The neighbor-selection heuristic is one of the first places a from-scratch implementation can look correct and still build a weak graph.
After searchLayer returns candidates, the code sorts them by distance from the inserted vector. It then walks candidates in order and rejects a candidate if it is closer to an already selected neighbor than it is to the new vector. Rejected candidates are kept in a pruned list and used as backfill if the diverse set is too small.
The effect is that the graph keeps some geometric diversity instead of filling every neighbor list with redundant points from one local clump. This reads like a heuristic in the paper. It feels much more concrete once the recall curve depends on it.
Reordering The Graph
After building, the index does a BFS reorder over the layer-0 graph. The goal is to move from insertion order to a rough graph-locality order.
before: insertion id order
graph edges may jump across arrays
after: BFS-ish id order
graph neighbors tend to sit closer togetherThe reorder pass rewrites float32 vectors, labels, levels, layer-0 neighbor ids, and upper-layer neighbor ids. Then it recalibrates the quantized vectors on the reordered float32 data.
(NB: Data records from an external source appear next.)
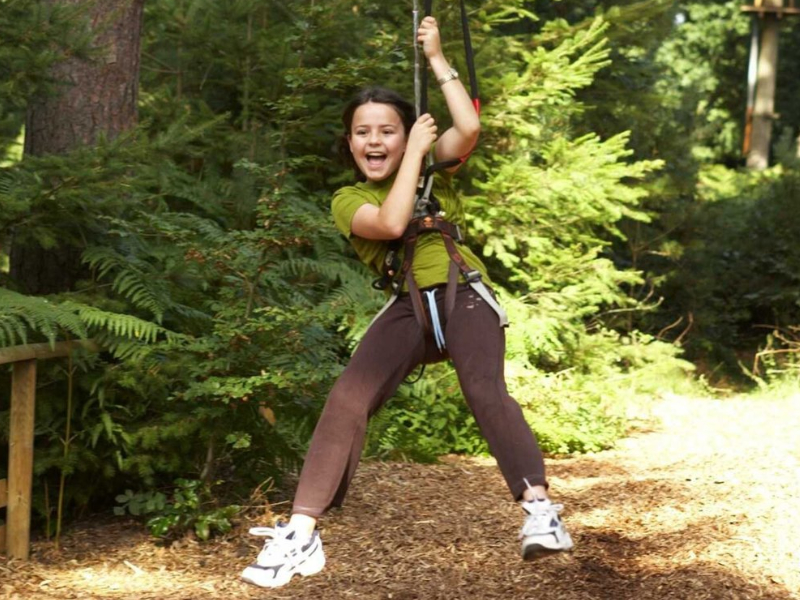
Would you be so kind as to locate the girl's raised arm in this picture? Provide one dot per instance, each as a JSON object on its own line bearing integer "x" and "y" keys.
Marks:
{"x": 460, "y": 139}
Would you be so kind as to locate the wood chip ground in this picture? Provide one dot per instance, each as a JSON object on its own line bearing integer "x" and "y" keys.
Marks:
{"x": 705, "y": 505}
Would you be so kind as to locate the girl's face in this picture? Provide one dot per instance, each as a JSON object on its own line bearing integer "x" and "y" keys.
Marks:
{"x": 377, "y": 140}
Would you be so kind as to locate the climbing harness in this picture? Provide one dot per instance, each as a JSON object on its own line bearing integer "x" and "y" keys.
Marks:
{"x": 428, "y": 218}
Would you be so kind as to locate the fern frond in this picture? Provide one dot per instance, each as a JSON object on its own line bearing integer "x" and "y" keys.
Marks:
{"x": 134, "y": 279}
{"x": 21, "y": 315}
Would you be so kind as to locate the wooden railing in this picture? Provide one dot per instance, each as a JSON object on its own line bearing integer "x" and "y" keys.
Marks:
{"x": 15, "y": 493}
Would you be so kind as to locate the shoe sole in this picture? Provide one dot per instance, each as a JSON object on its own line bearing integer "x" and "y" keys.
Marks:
{"x": 535, "y": 551}
{"x": 251, "y": 575}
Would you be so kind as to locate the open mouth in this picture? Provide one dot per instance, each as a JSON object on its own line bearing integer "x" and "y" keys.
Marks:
{"x": 376, "y": 159}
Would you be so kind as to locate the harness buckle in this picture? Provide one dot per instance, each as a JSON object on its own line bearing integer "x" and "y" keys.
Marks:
{"x": 472, "y": 276}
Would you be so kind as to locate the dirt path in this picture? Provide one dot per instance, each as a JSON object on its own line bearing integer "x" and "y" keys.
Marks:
{"x": 704, "y": 506}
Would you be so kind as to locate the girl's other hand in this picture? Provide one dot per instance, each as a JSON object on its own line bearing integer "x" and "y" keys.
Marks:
{"x": 422, "y": 136}
{"x": 428, "y": 36}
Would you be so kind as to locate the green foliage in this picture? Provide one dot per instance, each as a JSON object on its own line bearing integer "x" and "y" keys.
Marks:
{"x": 190, "y": 508}
{"x": 426, "y": 420}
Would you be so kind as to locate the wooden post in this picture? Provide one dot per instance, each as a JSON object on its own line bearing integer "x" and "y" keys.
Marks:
{"x": 3, "y": 497}
{"x": 764, "y": 110}
{"x": 20, "y": 458}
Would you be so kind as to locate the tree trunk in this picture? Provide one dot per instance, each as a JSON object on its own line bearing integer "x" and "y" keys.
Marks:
{"x": 98, "y": 98}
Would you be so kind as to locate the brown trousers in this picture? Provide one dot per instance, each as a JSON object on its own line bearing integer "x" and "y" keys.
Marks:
{"x": 388, "y": 353}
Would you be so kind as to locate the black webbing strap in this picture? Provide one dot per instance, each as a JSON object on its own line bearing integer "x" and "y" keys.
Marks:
{"x": 470, "y": 56}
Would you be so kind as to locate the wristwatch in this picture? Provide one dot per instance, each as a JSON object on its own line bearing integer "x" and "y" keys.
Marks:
{"x": 451, "y": 74}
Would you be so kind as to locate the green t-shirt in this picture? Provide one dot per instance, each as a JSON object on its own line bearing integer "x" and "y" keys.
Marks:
{"x": 431, "y": 261}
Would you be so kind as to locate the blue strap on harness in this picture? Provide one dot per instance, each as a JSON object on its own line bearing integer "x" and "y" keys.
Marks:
{"x": 438, "y": 334}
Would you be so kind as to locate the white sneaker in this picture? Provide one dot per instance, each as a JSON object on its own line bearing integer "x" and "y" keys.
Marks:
{"x": 543, "y": 532}
{"x": 284, "y": 555}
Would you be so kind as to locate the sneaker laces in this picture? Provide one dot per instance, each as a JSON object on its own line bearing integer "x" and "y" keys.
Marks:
{"x": 278, "y": 547}
{"x": 540, "y": 517}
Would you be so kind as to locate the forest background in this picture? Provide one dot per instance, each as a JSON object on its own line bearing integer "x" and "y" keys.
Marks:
{"x": 635, "y": 253}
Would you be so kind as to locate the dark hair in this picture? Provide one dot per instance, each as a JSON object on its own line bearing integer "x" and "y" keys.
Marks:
{"x": 381, "y": 96}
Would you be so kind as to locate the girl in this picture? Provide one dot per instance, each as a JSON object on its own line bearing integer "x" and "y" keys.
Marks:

The benchmark table does not attribute speedup to reordering. A measured reordering result needs an edge-span histogram plus cache-miss and latency before/after numbers. In this version, the reorder pass is a locality pass in the implementation, not a benchmark result.
What This Version Does Not Try To Be
This implementation is scoped around the fast SIFT-128 path: L2 distance, M=16, SQ4 traversal, and float32 rescore. SQ8 support exists in the code, but it is not on the main searchKnn path. Odd-dimensional SQ4, angular distance, deletes, and broader dimension-specific tuning are the obvious next cuts.
I prefer spelling that out because the interesting part of the project is not pretending to be a production vector database. It is the narrower systems question: once HNSW decides which nodes to inspect, how cheap can each inspected node become?
The Implementation Lesson
The algorithmic approximation is the famous part: do not visit every node. The architectural approximation is the part I had to learn by building it: do not make every visited node cost a full float32 comparison.
That is why this project felt worth doing from scratch. The algorithm forced every abstraction to become concrete: the heap buffers, the visited set, the vector representation, the distance kernel, the graph layout, and the runtime boundary.
At some point a graph algorithm turns into a memory path. That was the part worth building.